Tra le richieste di pena 5 anni e 4 mesi monsignor Mauro Carlino, segretario del numero due della Segreteria di Stato (prima Giovanni Angelo Becciu e poi Edgar Pena Parra), poi rientrato in Salento, accusato di estorsione in concorso. Il prelato sarebbe stato coinvolto per alcune presunte operazioni finanziarie irregolari nella Santa Sede riguardanti compravendite immobiliari milionarie all’estero. Tutto è iniziato dall’acquistato “gonfiato” dell'immobile a Sloane Avenue a Londra. Secondo gli inquirenti è stata «realizzata dai gestori del fondo per le elemosine una consistente rivalutazione contabile dell’edificio che, allo stato delle investigazioni, non sembra trovare una valida ragione economica». Il valore del palazzo, dicono le carte, sarebbe lievitato. E sarebbe, poi, entrata in scena la società Gutt nel ruolo di agente della Segreteria di Stato per gestire l’immobile. E la Segreteria, si legge nelle carte della rogatoria, «si è impegnata verbalmente a corrispondere a Gutt Sa una somma del 3% pari a 10 milioni di euro. Accordo che non risulta formalizzato in alcun contratto». Risultato: un’operazione finanziaria poi rivelatasi in perdita: «Le quote del fondo perdono 18 milioni di euro e l’operazione Gutt Sa genera una perdita di 100 milioni. A fronte di un esborso di 250 milioni, la Segreteria si trova proprietaria di un immobile che sulla carta ne varrebbe 260 ma per assicurarsi la proprietà alla fine dovrà sostenere un costo di 363 milioni». In questo scenario Carlino, secondo gli investigatori, sarebbe stato l’ultimo, in ordine di tempo, tra gli emissari della Segreteria di Stato incaricati di portare a termine la difficile trattativa con alcuni personaggi che, alla fine della vicenda, che avrebbero impedito al Vaticano di disporre dell’immobile. Nello specifico, Carlino deve difendersi dall'accusa di estorsione in concorso per il presunto ricatto che il broker, Gianlugi Torzi, avrebbe consumato «incutendo timore di gravi danni agli averi della Segreteria di Stato».

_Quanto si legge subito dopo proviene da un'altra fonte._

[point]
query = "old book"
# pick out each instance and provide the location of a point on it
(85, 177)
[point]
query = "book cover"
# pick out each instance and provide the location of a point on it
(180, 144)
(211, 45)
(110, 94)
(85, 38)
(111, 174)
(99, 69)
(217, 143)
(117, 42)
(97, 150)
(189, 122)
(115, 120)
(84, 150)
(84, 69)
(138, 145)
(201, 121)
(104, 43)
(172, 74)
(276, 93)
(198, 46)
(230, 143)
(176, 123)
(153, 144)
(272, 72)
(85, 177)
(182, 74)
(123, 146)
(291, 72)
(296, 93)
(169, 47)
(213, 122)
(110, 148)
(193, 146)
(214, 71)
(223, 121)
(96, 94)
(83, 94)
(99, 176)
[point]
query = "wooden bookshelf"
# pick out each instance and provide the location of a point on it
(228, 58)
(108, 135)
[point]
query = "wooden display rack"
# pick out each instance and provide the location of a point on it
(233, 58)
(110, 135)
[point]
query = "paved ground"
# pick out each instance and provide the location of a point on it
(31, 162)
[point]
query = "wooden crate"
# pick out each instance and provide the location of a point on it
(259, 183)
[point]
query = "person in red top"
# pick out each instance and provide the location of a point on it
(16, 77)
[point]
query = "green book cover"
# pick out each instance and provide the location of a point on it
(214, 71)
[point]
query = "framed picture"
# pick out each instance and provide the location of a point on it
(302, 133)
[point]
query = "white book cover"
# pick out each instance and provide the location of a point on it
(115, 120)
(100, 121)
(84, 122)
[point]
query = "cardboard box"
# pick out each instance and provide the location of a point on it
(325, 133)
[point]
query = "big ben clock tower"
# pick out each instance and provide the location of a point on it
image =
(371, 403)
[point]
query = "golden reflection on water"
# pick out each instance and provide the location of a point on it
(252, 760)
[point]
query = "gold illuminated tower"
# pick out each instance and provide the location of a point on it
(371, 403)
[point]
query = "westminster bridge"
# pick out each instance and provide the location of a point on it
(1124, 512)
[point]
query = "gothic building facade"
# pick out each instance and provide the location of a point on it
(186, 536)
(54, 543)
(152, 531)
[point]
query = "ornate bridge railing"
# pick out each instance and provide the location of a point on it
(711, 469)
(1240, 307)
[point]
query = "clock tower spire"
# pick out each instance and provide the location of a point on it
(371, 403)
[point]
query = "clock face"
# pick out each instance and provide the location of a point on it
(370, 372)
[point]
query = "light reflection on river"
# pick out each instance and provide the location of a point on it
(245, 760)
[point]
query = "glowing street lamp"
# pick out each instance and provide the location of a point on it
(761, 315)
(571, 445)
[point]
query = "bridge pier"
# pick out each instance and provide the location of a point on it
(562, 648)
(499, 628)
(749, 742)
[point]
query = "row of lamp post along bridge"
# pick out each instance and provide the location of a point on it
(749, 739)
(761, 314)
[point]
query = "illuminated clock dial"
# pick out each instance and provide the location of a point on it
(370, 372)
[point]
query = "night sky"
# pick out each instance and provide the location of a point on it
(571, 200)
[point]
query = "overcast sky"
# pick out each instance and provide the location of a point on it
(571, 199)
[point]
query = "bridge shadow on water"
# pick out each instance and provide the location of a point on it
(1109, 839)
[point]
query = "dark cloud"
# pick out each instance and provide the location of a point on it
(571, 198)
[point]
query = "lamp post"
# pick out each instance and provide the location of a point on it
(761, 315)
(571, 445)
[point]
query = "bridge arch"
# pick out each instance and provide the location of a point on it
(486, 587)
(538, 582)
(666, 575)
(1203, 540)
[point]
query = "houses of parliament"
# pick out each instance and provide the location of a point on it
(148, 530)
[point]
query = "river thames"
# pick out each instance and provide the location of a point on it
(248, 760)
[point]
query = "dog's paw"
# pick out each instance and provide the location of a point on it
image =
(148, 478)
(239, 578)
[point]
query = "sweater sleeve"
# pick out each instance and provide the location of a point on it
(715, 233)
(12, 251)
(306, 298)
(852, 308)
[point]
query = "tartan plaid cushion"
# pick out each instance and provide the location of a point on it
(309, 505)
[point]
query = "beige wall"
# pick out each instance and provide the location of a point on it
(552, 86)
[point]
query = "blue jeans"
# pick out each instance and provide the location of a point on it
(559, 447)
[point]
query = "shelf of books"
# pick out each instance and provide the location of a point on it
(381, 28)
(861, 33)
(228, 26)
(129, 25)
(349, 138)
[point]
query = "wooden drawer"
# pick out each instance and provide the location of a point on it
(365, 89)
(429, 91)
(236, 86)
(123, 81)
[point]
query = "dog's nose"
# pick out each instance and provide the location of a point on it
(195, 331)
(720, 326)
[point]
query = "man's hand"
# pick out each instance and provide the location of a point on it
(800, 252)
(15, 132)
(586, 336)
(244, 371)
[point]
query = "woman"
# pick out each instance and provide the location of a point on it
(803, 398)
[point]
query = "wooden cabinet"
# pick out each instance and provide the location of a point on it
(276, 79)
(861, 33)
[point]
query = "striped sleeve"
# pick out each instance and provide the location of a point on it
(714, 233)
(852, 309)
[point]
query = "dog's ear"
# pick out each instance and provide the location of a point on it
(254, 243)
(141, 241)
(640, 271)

La «particolare disinvoltura»

Dalle carte della rogatoria era emerso un quadro di Carlino con i magistrati che ne sottolineavano la «particolare disinvoltura con la quale si muove nella alte sfere della gerarchia dello Stato, l’incessante attività posta in essere con personaggi del mondo della finanza per realizzare nuove iniziative di tipo imprenditoriale. Aveva incontrato Luca Dal Fabbro, presidente di Snam, per discutere della rinegoziazione del mutuo sull’immobile londinese e di nuovi progetti, sempre con il giro di Raffale Mincione e con Preziosi di Genova». Carlino aveva incontrato anche Giovanni Ferruccio Oriente che «dalle intercettazioni parrebbe avere accesso al ministero dell’Interno italiano. Costui sembrerebbe essere in grado di accedere ai registri di notizie di reato di tutte le procure, è informato degli affari di Torzi». E, infine, lo stesso don Mauro avrebbe discusso di un’operazione sulla tenuta dell’Acquafredda di proprietà dell’Amministrazione del Patrimonio della Sede Apostolica. Per tutto questo ora per lui la richiesta di pena è di 5 anni e 4 mesi. A Natale per la sentenza.

La difesa: "Becciu innocente, sempre leale servitore della chiesa"

“Le richieste del Promotore di giustizia non tengono conto degli esiti del processo, che ha dimostrato l’assoluta innocenza del Cardinale per l’operazione relativa al Palazzo di Londra e per ogni altra accusa”. È quanto dichiarano gli avvocati Maria Concetta Marzo e Fabio Viglione, difensori del Cardinale Angelo Becciu. “Sulla base di teoremi clamorosamente smentiti in dibattimento, il Promotore di Giustizia ha continuato a sostenere una tesi sganciata dalle prove e ne prendiamo atto. Quanto alle richieste del Promotore, neanche un giorno sarebbe una pena giusta. Solo il riconoscimento dell'assoluta innocenza e l’assoluzione piena rispecchiano quanto accertato in modo chiarissimo. Il Cardinale è stato sempre un fedele servitore della Chiesa ed ha sofferto in silenzio, difendendosi nel processo e partecipando attivamente alle udienze. Sottoponendosi per diverse giornate ad estenuanti interrogatori ha chiarito ogni equivoco, dimostrando assoluta buona fede e correttezza", concludono i legali.